Diam-diam engkong Robbani memperhatikan Seno yang sedang berjalan keluar. Hatinya bersyukur bertemu anak lelaki itu. Rumahnya jadi tambah ramai. Perjumpaan tanpa sengaja. Sepulang makan di warung Sate Kambing Mbah Jenggot, kepala Engkong Robbani mendadak pusing, jalannya terhuyun. Badannya nyaris ambruk ke jalan penuh kendaraan, ketika tangan mungil memegang badannya. Anak laiki-laki itu adalah Seno!
***
“Allahu akbar-Allahu Akbar” suara adzan terdengar merdu dari Masjid di ujung Desa.
“Krompyang…Miawwwwwwwwwwwwwwww”
Terdengar suara gaduh dari dapur. Tergopoh- gopoh bapak dan Seno dating melihatnya.
Mereka tersenyum, melihat wajah coreng moreng emak sambil memegang sapu. Nafasnya terengah-tengah dan wajahnya kelihatan cemberut.
“Lihat Pak, semua ayam gorengnya dimakan si Mpus dan kawan-kawannya, mereka ku kejar pake sapu, ndilalah kok ya kakiku terantuk kursi, dan jatuh” sungut emak.
“Wes to bune, kita berbuka seadanya saja asalkan ada sambal terasi buatan bune, semuanya akan jadi enak” Hibur bapak.

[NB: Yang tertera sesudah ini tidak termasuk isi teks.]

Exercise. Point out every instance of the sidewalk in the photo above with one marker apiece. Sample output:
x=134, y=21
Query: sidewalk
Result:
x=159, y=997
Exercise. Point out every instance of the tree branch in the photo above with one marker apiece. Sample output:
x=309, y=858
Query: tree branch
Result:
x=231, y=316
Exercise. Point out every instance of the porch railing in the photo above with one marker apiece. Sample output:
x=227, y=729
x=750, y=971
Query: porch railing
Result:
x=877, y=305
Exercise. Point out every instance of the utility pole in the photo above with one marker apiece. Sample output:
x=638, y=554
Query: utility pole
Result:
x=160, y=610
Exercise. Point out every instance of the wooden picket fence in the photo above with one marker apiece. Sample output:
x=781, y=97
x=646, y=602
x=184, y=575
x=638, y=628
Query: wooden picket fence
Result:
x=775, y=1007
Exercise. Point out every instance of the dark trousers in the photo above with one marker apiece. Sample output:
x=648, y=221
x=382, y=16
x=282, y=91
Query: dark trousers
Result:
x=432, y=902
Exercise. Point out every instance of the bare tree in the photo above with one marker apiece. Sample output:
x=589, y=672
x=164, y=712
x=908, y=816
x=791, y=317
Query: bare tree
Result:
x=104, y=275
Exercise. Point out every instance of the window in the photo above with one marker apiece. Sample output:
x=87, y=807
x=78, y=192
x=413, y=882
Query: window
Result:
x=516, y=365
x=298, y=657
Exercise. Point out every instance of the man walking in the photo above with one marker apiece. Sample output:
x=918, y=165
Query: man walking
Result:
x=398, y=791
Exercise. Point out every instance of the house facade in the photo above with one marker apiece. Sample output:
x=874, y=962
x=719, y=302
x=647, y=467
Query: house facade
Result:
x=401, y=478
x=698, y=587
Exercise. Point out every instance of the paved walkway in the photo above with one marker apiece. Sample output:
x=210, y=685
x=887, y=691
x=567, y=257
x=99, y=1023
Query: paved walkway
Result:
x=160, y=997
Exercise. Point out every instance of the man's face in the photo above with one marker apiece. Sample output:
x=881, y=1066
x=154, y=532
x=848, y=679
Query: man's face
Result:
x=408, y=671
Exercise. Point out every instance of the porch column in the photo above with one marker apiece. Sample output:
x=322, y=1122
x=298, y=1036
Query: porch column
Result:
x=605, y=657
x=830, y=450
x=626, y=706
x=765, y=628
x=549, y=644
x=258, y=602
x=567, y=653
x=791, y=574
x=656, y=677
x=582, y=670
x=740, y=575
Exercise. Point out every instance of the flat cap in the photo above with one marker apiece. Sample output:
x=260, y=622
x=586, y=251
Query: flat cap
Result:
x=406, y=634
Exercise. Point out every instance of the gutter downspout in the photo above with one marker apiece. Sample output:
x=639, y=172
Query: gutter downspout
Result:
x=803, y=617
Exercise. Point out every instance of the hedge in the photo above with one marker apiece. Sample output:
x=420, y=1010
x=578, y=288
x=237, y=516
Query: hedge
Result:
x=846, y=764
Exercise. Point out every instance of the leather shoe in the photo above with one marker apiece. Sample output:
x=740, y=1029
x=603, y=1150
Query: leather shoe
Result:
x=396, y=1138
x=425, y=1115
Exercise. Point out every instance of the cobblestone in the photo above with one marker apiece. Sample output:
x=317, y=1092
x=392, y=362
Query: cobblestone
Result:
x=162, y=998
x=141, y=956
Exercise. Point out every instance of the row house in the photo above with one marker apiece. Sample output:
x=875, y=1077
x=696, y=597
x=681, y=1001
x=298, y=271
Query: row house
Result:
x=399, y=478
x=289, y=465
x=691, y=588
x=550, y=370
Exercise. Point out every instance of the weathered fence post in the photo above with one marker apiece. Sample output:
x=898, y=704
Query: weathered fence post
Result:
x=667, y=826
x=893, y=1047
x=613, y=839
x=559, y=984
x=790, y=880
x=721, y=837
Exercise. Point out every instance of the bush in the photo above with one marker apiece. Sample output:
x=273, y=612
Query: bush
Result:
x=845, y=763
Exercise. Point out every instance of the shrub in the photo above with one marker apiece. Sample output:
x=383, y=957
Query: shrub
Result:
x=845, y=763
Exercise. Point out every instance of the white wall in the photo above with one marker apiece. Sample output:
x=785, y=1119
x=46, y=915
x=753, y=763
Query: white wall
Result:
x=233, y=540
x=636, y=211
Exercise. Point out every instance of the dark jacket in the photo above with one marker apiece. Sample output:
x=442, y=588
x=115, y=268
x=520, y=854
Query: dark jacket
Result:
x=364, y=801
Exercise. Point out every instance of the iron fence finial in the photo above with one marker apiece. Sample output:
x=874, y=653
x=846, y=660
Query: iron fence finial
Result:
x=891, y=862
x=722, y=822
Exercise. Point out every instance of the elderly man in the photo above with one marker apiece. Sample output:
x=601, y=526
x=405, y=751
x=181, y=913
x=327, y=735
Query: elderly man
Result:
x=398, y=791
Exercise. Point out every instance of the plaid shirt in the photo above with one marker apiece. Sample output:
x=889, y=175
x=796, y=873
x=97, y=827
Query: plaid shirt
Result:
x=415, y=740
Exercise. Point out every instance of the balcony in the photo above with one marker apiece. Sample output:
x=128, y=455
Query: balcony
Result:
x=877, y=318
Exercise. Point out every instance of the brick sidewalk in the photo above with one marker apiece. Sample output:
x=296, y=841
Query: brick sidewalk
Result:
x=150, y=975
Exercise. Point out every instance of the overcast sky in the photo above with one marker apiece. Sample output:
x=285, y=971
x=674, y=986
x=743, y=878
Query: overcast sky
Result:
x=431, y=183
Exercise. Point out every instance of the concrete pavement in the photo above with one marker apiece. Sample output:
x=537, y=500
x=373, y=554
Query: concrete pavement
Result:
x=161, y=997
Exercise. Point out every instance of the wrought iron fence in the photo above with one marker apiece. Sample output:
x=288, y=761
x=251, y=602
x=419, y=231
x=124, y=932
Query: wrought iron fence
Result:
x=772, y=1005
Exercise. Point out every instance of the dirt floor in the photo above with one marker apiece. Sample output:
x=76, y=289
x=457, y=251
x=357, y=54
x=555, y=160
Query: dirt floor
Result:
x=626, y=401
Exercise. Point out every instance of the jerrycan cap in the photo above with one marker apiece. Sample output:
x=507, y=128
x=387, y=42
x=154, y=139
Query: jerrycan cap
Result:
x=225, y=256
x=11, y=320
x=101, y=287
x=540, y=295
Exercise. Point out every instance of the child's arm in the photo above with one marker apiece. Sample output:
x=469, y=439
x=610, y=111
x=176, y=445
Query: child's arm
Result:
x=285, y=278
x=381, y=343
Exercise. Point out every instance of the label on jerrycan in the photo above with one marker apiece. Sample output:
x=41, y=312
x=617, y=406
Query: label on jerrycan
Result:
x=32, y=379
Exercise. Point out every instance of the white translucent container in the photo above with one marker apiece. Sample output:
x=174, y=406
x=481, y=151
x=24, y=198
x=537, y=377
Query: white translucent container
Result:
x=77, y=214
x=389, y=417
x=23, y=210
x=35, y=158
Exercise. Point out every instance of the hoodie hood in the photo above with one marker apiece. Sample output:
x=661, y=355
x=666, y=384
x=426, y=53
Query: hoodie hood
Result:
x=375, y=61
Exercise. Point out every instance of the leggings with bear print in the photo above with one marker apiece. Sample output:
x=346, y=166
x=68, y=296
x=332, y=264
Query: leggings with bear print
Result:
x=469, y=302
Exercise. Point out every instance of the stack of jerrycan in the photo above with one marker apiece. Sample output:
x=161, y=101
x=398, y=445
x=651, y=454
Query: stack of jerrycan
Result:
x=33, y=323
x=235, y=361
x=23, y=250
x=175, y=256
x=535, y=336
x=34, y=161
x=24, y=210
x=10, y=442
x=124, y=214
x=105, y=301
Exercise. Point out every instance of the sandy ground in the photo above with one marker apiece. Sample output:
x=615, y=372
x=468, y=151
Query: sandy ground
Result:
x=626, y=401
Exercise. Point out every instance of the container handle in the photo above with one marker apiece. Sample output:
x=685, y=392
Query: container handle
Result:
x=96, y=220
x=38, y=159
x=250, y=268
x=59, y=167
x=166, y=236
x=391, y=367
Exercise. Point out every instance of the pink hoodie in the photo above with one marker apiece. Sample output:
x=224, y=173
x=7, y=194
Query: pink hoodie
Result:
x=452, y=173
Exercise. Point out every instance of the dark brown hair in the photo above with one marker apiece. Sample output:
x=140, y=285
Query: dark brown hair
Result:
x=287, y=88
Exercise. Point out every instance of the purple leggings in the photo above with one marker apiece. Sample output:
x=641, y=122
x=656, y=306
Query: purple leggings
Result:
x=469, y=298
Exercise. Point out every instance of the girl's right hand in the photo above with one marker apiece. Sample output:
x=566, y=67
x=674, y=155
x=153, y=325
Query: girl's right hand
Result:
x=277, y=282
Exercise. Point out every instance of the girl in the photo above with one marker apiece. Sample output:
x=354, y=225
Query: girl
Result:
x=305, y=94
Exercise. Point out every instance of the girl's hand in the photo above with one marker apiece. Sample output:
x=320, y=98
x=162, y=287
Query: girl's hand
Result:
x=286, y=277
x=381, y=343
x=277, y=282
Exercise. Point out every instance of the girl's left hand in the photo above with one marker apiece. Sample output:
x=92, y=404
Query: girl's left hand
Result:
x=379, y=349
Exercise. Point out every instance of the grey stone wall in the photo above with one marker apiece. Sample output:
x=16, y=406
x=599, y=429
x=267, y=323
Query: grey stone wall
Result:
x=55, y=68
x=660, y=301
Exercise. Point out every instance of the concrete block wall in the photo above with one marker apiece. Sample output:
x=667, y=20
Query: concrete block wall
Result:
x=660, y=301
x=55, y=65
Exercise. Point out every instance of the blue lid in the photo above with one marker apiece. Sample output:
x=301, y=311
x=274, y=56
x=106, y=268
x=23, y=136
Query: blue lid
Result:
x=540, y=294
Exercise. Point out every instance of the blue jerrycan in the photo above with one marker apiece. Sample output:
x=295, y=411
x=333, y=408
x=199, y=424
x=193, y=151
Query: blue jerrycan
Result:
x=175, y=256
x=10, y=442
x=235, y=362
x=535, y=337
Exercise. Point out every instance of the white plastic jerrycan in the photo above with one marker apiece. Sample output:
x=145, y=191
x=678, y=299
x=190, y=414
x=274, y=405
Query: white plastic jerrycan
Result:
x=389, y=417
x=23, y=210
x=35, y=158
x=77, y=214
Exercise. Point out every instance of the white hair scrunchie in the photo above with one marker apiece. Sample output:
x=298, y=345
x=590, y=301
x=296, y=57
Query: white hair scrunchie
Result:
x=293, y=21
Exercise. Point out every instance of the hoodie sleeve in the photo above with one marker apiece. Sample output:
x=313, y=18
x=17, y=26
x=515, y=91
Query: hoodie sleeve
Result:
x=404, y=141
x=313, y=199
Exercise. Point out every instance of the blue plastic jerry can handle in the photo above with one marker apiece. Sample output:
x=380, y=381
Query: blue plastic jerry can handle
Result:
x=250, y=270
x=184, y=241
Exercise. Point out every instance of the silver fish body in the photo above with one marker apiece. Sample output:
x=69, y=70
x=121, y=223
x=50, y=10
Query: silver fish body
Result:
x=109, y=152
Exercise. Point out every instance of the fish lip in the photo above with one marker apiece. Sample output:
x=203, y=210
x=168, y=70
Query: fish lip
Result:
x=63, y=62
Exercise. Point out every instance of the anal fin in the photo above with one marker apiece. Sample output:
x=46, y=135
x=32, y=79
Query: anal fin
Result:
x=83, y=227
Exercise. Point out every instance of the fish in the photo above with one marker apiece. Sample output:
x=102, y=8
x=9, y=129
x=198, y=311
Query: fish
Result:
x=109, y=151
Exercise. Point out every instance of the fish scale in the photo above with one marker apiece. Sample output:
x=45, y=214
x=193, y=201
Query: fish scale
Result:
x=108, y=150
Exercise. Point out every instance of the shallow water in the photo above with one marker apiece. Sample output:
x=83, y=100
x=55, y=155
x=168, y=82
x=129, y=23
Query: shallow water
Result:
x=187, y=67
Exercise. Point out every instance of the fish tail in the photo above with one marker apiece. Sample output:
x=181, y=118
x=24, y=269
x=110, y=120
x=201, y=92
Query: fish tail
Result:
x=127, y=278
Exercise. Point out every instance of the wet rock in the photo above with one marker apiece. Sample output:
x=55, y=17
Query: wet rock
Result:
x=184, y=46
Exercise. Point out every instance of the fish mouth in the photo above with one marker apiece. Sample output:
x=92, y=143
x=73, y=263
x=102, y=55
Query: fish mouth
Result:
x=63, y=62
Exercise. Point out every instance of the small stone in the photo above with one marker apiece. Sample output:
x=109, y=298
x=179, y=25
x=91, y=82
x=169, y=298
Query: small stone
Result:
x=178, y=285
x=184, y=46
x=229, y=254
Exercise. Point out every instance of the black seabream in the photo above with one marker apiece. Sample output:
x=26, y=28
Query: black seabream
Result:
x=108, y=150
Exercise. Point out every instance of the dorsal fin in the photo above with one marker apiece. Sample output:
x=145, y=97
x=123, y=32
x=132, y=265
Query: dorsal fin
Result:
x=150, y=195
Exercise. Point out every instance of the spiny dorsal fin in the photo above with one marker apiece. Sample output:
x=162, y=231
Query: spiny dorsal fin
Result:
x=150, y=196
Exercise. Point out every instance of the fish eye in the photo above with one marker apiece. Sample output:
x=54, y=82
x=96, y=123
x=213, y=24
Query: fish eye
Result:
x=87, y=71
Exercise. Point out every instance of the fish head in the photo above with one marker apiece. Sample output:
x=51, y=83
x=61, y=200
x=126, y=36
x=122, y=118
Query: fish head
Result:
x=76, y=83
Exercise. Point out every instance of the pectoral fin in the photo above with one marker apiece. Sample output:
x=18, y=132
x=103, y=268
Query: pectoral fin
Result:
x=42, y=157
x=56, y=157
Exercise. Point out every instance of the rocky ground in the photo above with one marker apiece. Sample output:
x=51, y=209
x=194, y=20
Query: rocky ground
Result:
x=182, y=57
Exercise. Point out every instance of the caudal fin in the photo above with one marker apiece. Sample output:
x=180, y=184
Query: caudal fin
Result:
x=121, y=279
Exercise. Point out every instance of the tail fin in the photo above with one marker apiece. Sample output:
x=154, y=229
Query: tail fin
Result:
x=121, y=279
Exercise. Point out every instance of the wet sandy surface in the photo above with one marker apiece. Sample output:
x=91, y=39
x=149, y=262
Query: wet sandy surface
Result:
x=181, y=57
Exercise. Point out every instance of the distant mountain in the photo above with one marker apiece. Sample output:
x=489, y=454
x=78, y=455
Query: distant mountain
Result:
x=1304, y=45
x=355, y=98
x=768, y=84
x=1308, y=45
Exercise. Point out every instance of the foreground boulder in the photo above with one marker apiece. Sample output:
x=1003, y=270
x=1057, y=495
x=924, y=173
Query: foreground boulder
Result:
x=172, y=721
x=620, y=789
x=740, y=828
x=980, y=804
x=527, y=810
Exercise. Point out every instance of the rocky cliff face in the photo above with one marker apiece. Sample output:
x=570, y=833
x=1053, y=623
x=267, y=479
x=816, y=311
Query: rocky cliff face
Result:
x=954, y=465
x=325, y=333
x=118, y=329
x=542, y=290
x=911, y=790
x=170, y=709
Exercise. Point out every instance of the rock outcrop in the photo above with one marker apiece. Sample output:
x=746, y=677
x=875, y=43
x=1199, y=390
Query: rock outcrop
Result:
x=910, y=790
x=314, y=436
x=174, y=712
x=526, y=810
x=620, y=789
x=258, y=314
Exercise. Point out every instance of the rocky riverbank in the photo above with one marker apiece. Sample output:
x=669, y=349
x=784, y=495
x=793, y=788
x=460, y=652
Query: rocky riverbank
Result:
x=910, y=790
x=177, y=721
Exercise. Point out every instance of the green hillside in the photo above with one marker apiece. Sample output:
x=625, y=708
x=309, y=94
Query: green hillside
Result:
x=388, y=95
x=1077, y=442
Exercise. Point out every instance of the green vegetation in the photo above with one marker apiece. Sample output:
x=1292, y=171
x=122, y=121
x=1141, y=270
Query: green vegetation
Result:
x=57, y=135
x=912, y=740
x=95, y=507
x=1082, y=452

“Ia mak, makan sama sambal juga enak” timpal Seno. Meskipun hatinya sedih karena impian memakan ayam goreng sirna gegara kucing.
Emak masih merasa berdosa karena membiarkan kucing melahap habis ayam gorengnya. Emak tahu Bapak dan Seno sedih meskipun mereka tak bilang. Karena ayam goreng merupakan makanan mewah bagi keluarga mereka, yang sehari harinya makan dengan lauk ikan asin kadang malah hanya nasi dan garam saja. Emak berjanji, bila ada rezeki lebih dia akan membeli ayam goreng buat Seno.